30-Year Loan - This loan is often considered the most secure option to choose. With a 30-year loan, you can lock in a low payment amount and rest easy knowing your rate won't change.

FHA Loan - If you're not able to make a large down payment, an FHA loan could be the right choice for you. With an FHA loan, many of our clients have successfully purchased a home with less than 4% down.

VA Loan - This loan is reserved for military veterans and active-duty men and women. Those who qualify may be able to purchase a home with no down payment and no Private Mortgage Insurance (PMI).

Choosing a home loan is an important step in the home buying process. At Classic Home Mortgage, we are here to make choosing a loan as easy as possible, so you can focus on the joys of being a homeowner. Contact our team of experts today and ask how you can get pre-qualified for your home loan in Florence, SC.

Refinancing in
Florence, SC

Because home mortgage rates in the U.S. have been so low over the last year, many current homeowners are opting to refinance their home loans. Simply put, refinancing is replacing your existing mortgage with a different mortgage under new terms. Homeowners who refinance their homes enjoy lower interest rates, lower monthly payments, and even turn their home's equity into cash. If you're interested in refinancing your home, it all begins with a call to your mortgage broker in Florence, SC - Dan Crance.

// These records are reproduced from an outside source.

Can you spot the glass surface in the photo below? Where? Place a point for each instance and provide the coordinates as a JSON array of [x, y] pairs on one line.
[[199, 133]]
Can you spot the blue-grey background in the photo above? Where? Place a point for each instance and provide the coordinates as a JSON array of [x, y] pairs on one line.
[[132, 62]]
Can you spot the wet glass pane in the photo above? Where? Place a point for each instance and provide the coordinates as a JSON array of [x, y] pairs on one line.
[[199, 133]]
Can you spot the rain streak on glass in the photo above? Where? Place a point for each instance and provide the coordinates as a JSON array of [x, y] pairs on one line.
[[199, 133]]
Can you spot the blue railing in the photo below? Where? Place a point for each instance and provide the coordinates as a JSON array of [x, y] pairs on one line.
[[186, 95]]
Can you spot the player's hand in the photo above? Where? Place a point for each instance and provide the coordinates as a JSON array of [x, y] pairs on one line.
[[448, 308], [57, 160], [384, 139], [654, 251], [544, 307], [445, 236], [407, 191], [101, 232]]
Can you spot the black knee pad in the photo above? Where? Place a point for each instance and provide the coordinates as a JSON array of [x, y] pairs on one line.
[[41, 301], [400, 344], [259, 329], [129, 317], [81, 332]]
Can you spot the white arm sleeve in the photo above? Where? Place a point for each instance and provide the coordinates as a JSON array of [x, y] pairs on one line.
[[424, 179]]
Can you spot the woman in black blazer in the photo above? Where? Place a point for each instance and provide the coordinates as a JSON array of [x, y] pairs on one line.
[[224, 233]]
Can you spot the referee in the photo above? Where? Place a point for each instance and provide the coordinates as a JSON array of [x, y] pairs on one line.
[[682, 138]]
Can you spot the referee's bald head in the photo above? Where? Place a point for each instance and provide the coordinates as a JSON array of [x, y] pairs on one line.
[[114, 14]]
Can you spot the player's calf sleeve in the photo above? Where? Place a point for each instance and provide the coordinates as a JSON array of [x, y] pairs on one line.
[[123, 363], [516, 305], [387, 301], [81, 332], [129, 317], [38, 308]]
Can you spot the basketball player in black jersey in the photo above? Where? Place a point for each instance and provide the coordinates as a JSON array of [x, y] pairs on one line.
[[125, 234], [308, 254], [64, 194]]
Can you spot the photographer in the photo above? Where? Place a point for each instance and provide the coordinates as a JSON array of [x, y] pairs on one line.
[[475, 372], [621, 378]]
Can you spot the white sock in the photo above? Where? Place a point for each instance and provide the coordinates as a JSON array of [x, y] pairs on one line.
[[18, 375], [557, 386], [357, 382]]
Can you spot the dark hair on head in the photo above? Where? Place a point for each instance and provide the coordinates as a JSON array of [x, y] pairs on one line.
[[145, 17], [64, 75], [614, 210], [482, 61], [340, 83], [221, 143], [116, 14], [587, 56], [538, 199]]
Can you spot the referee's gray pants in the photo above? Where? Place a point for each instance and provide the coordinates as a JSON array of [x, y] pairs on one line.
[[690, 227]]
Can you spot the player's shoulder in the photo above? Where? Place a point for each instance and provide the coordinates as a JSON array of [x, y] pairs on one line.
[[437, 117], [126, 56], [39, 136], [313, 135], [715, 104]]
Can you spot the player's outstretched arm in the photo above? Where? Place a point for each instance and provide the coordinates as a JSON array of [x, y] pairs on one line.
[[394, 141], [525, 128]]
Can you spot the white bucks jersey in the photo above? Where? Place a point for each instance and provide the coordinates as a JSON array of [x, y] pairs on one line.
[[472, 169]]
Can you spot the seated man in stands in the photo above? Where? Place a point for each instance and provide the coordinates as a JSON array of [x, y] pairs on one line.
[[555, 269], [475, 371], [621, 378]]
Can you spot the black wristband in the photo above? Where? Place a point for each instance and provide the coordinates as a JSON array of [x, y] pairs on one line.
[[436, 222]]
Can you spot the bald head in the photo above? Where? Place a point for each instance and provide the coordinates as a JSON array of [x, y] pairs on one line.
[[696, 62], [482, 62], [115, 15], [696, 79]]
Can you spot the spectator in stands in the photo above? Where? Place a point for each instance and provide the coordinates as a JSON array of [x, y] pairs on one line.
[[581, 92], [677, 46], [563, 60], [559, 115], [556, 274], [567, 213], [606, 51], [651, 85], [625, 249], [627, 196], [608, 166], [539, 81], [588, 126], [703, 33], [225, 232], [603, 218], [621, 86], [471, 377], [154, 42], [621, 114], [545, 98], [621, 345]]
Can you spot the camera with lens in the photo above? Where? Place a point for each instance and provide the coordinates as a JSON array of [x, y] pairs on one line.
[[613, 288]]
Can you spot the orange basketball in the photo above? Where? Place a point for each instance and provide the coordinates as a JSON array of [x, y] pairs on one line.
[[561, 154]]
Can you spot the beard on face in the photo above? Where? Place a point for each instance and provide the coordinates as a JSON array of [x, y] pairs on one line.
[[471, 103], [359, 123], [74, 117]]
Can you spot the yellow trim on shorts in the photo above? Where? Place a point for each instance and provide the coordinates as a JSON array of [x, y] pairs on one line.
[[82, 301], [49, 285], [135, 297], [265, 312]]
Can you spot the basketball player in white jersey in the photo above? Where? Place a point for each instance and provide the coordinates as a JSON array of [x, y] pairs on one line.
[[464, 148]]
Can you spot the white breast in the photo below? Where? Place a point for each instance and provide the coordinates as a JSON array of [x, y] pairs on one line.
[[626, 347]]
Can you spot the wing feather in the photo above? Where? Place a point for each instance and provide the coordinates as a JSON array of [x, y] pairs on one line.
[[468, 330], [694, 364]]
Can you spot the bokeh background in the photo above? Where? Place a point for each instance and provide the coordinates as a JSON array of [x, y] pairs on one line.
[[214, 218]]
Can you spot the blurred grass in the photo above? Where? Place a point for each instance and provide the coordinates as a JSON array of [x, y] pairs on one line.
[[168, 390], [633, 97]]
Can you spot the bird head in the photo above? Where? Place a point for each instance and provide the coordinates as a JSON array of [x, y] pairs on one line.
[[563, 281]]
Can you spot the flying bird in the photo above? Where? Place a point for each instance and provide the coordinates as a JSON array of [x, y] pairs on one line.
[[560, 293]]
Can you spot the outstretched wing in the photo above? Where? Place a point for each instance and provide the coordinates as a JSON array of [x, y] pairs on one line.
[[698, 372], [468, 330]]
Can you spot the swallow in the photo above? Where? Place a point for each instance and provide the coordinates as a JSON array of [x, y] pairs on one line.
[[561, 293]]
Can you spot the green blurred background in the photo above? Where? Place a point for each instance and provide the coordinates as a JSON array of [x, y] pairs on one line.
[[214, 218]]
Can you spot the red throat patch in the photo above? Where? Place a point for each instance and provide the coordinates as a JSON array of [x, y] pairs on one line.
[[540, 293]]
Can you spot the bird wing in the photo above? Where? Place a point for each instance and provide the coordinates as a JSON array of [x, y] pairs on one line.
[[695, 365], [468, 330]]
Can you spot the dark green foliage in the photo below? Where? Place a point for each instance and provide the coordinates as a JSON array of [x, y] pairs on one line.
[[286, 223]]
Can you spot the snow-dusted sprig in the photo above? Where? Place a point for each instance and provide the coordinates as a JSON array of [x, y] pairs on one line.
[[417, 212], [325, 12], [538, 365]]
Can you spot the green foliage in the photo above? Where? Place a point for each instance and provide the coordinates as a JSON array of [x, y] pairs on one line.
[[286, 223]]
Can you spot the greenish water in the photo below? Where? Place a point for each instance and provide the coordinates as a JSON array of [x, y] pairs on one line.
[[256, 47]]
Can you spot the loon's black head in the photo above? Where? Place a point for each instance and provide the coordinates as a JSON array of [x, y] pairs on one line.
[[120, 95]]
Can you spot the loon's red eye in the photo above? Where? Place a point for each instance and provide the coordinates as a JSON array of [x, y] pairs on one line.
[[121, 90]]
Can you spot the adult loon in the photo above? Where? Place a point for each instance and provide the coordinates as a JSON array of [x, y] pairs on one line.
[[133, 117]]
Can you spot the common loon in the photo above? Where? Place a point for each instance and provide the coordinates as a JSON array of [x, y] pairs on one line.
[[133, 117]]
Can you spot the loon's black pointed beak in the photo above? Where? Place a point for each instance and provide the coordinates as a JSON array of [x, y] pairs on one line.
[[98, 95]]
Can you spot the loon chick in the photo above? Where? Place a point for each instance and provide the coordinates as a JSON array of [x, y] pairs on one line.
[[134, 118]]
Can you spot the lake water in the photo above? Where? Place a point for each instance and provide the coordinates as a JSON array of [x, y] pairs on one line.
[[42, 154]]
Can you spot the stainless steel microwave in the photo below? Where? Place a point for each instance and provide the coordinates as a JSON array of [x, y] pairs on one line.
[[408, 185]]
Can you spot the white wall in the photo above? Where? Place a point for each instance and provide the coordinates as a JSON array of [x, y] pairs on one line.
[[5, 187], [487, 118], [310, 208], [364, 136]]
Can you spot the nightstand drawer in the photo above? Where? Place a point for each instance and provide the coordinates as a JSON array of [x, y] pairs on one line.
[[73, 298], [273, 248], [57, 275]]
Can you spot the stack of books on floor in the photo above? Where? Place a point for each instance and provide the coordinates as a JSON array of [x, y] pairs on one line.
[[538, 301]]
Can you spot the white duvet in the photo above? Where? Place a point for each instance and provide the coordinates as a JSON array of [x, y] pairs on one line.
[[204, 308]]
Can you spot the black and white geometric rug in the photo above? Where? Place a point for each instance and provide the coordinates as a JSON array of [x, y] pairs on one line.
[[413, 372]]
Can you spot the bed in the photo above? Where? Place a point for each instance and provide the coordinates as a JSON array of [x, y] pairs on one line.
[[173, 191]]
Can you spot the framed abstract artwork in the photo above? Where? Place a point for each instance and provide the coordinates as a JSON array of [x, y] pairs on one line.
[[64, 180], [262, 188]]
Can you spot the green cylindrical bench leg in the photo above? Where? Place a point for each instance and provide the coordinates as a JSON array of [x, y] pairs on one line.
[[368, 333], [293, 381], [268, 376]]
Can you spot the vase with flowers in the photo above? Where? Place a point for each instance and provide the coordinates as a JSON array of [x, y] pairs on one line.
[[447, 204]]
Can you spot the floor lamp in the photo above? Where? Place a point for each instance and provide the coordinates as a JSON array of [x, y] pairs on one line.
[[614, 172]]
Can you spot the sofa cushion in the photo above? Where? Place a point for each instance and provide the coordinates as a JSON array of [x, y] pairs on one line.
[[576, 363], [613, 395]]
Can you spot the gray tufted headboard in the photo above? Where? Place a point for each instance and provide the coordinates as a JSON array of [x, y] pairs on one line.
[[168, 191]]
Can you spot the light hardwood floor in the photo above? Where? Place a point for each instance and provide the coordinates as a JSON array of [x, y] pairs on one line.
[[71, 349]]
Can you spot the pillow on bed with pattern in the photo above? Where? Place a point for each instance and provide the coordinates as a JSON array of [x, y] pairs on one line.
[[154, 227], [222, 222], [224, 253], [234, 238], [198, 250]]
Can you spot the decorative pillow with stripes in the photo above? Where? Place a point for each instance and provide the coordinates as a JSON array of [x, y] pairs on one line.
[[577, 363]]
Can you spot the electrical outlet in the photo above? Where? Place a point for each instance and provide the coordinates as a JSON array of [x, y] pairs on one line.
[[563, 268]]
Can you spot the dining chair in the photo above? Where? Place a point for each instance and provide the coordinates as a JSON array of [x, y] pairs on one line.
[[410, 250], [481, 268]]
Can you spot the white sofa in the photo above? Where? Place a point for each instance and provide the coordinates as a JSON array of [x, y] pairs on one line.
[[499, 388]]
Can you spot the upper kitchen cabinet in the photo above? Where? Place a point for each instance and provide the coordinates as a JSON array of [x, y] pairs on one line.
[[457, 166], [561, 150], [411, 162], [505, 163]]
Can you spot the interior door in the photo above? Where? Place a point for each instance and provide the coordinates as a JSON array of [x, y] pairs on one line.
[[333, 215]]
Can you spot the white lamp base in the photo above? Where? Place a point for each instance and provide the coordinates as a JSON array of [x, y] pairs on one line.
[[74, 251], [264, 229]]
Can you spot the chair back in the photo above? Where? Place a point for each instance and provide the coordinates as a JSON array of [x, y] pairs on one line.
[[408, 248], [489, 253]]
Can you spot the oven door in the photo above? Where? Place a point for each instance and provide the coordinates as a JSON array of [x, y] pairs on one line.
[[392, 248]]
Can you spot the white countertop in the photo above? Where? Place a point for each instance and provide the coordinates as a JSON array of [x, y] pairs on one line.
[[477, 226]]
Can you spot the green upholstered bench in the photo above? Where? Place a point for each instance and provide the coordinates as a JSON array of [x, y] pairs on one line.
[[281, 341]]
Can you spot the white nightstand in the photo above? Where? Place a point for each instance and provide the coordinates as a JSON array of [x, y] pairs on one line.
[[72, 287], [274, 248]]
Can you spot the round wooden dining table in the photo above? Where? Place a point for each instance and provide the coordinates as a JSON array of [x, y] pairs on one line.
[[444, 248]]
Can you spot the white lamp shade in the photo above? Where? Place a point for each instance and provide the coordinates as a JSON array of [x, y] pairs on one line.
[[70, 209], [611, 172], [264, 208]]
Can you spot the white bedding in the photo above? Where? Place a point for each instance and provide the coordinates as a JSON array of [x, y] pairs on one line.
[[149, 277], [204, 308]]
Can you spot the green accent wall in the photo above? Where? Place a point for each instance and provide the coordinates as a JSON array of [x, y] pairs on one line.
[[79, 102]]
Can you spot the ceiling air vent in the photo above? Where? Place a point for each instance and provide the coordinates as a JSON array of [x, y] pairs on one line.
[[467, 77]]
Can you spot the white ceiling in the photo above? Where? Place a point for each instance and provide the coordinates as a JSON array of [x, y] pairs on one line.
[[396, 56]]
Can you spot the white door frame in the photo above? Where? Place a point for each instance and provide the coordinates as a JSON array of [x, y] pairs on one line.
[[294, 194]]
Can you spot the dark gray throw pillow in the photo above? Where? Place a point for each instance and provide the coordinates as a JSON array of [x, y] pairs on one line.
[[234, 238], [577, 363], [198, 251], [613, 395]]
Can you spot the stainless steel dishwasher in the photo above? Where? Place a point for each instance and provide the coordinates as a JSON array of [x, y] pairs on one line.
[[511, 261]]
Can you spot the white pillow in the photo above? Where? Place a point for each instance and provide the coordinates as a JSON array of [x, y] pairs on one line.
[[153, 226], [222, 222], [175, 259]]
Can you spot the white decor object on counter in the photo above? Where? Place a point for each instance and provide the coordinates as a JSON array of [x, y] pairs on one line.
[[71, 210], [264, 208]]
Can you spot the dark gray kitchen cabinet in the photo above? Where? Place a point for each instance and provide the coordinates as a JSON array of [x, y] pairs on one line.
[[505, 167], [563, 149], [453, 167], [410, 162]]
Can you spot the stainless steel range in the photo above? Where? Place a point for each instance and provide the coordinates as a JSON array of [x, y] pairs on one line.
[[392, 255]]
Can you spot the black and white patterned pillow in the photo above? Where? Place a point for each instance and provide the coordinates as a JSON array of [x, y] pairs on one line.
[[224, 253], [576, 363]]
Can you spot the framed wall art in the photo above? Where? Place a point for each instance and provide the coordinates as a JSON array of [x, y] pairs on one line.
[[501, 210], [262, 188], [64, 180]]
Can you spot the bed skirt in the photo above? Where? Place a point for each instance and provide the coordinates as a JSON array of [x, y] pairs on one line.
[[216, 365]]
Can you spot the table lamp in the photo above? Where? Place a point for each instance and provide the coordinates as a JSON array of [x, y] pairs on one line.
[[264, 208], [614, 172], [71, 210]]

Here are just a few reasons why more homeowners in the U.S. are taking advantage of lower rates and refinancing their homes:
 Home Ready Mortgages Florence, SC
Shorter Term Loan

Shorter Term Loan

Refinancing from a 30-year to a 15-year mortgage might seem counterproductive on the surface because your monthly payment usually goes up. However, interest rates on 15-year mortgages are lower. And when you shave off years of your previous mortgage, you will pay less interest over time. These savings can be very beneficial if you are not taking the mortgage interest deduction on your tax returns.

Do Away with FHA

Do Away with FHA

FHA loans are notorious for paying premiums for the life of the loan. Mortgage insurance premiums for FHA loans can cost borrowers as much as $1,050 a year for every $100k borrowed. The only way to get rid of mortgage insurance premiums is to refinance to a new loan that the Federal Housing Authority does not back.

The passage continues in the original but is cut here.